The Chief Prosecutor of the Special Court, Stephen Rapp, on Thursday briefed the people of Makeni about the verdict passed on the three indicted Armed Forces Revolutionary Council (AFRC) members.
Speaking at the town council hall, the prosecutor explained that he was proud to be part of the court though he had been in trials in other African countries.
The judgment, he went on, was contained in a document of 630 pages, and that the judges looked into the evidences adduced by both the prosecution and defence after which judgment was passed.
Prosecution Rapp stated that, “the judgment will serve as a deterrent to other people who want to use violence as a means of venting out their fury”.
On the verdict of the enlisting of children in hostilities Mr Rapp said, “this judgment will send a strong message not only to Sierra Leoneans but other parts of Africa not to enlist child soldiers.
This particular judgment is the first in the history of war crimes.”
Talking about the court, the Chief Prosecutor maintained that the court here was different as its came into operations by the request of the government.
“About 60% of the staff are Sierra Leoneans, so everything we are doing is for the people of this country as we want justice to prevail,” he said.

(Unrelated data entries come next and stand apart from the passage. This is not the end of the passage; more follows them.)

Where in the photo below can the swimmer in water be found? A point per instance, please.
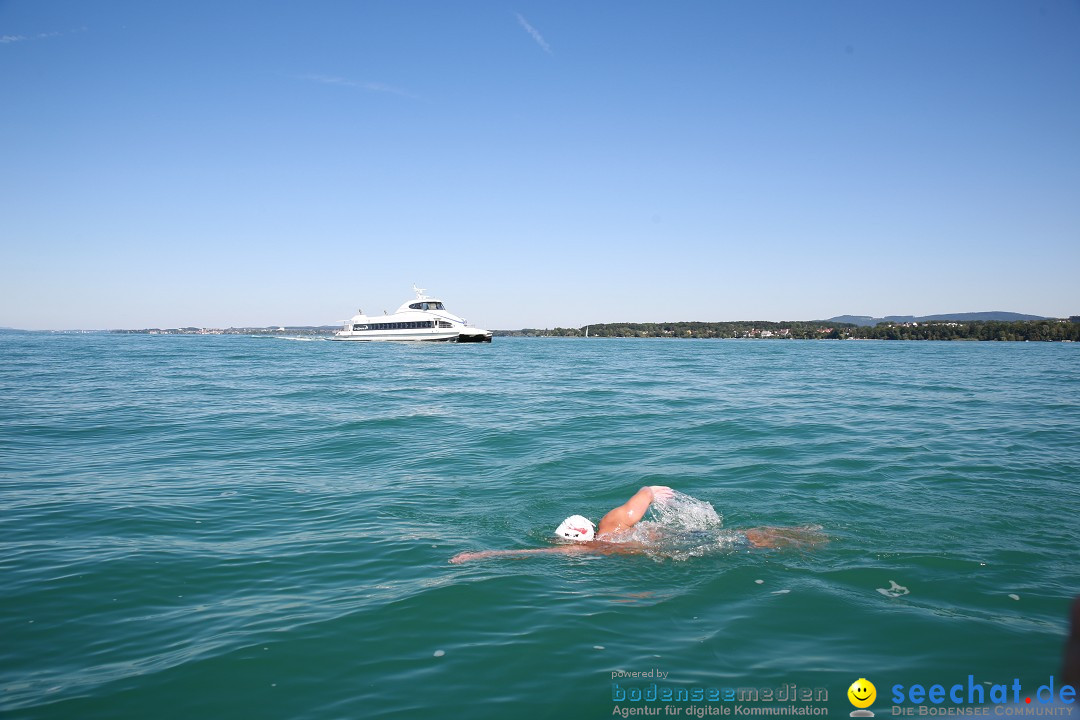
(605, 539)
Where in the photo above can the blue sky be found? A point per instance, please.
(536, 163)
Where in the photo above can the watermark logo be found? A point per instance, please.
(862, 693)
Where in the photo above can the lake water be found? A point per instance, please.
(234, 527)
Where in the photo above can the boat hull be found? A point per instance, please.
(442, 337)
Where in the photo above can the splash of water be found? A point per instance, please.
(679, 528)
(684, 513)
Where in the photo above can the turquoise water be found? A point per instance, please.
(235, 527)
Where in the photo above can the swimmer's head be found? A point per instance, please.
(577, 528)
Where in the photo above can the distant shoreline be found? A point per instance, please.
(1040, 330)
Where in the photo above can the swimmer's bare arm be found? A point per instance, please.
(626, 515)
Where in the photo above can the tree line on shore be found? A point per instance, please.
(1042, 330)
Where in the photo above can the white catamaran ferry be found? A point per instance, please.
(423, 318)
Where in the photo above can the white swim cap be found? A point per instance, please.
(577, 528)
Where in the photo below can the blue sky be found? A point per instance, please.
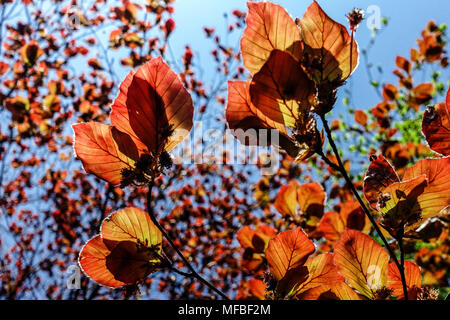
(407, 18)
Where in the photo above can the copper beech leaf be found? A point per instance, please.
(131, 224)
(321, 271)
(331, 225)
(399, 204)
(288, 250)
(336, 291)
(154, 101)
(249, 125)
(93, 262)
(435, 196)
(281, 90)
(412, 277)
(286, 200)
(326, 47)
(269, 27)
(436, 127)
(104, 150)
(379, 176)
(309, 198)
(127, 250)
(362, 262)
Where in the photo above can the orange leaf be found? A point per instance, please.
(286, 200)
(131, 224)
(362, 262)
(390, 92)
(412, 277)
(435, 196)
(311, 199)
(93, 262)
(245, 236)
(31, 52)
(279, 92)
(127, 251)
(115, 264)
(257, 288)
(354, 217)
(321, 271)
(436, 127)
(379, 176)
(328, 44)
(269, 27)
(242, 114)
(153, 100)
(331, 225)
(399, 206)
(288, 250)
(104, 150)
(336, 291)
(361, 117)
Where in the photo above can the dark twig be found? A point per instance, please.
(342, 170)
(193, 273)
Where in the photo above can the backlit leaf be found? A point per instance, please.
(327, 43)
(155, 101)
(281, 90)
(321, 271)
(399, 204)
(269, 27)
(379, 176)
(331, 226)
(131, 224)
(104, 150)
(288, 250)
(286, 200)
(115, 264)
(337, 291)
(93, 262)
(436, 127)
(412, 277)
(362, 262)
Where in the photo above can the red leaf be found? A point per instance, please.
(435, 196)
(288, 250)
(436, 127)
(362, 262)
(279, 93)
(329, 43)
(412, 277)
(104, 150)
(154, 100)
(379, 176)
(269, 27)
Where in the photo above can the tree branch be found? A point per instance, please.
(342, 170)
(172, 244)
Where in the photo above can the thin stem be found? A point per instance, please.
(172, 244)
(402, 263)
(361, 202)
(184, 274)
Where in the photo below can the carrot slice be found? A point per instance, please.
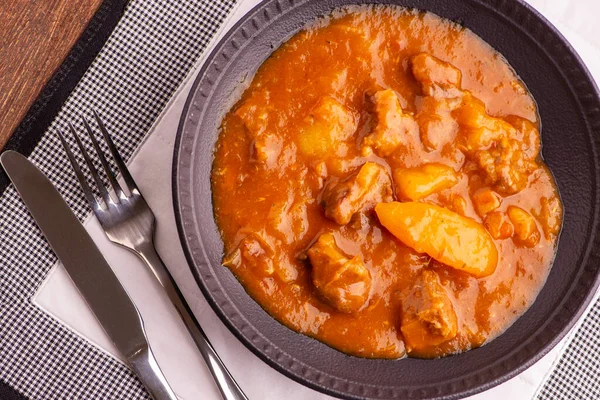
(450, 238)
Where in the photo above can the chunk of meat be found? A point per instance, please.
(255, 116)
(253, 252)
(526, 231)
(450, 238)
(428, 317)
(360, 192)
(257, 253)
(550, 216)
(481, 130)
(485, 200)
(344, 283)
(419, 182)
(498, 225)
(325, 129)
(433, 73)
(527, 134)
(496, 146)
(393, 129)
(437, 126)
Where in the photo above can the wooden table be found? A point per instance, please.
(35, 37)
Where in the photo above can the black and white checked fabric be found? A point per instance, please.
(148, 55)
(577, 374)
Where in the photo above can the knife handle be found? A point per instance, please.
(147, 370)
(228, 387)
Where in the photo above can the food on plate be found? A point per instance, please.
(379, 186)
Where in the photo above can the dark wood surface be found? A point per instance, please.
(35, 37)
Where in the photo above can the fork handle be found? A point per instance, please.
(228, 387)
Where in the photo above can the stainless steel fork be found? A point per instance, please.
(128, 221)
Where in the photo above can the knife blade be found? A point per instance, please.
(88, 270)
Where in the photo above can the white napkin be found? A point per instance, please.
(174, 350)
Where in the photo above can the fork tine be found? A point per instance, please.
(109, 172)
(113, 150)
(90, 164)
(87, 191)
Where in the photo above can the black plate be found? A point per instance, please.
(570, 113)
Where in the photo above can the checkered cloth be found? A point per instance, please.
(576, 375)
(154, 46)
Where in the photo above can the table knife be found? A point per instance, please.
(88, 270)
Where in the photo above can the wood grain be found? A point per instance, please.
(35, 37)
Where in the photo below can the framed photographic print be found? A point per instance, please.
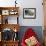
(29, 13)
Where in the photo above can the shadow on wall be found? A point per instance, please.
(37, 29)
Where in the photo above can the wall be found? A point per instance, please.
(36, 29)
(27, 4)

On the court’s mandate, the Chief Prosecutor said there were more than 13 people who committed atrocities during the 11 years war. “But our mandate covers only those who bear the greatest responsibility,” he reaffirmed.
In his statement Paramount Chief Bai Sheborah Kasangha II said though this was the first visit by the prosecutor they had had other visits by other personalities of the court.
PC Kasangha disclosed that Makeni town was the second seat of the rebels and that seeing them face judgment many residents would be delighted about it.
In a meeting with the Bishop of Makeni, George Biguzzi Bishop observed that “the people here have religious tolerance; you will see Muslims and Christians mixing without any problems.”
The Bishop said with the trials of the war crimes indictees, “this is a clear indication that no matter how high a man is he is going to account for his works”.
Talking to an amputee, Mariatu Sesay, about the judgment of the three AFRC indictees, she said she was happy because justice had been done.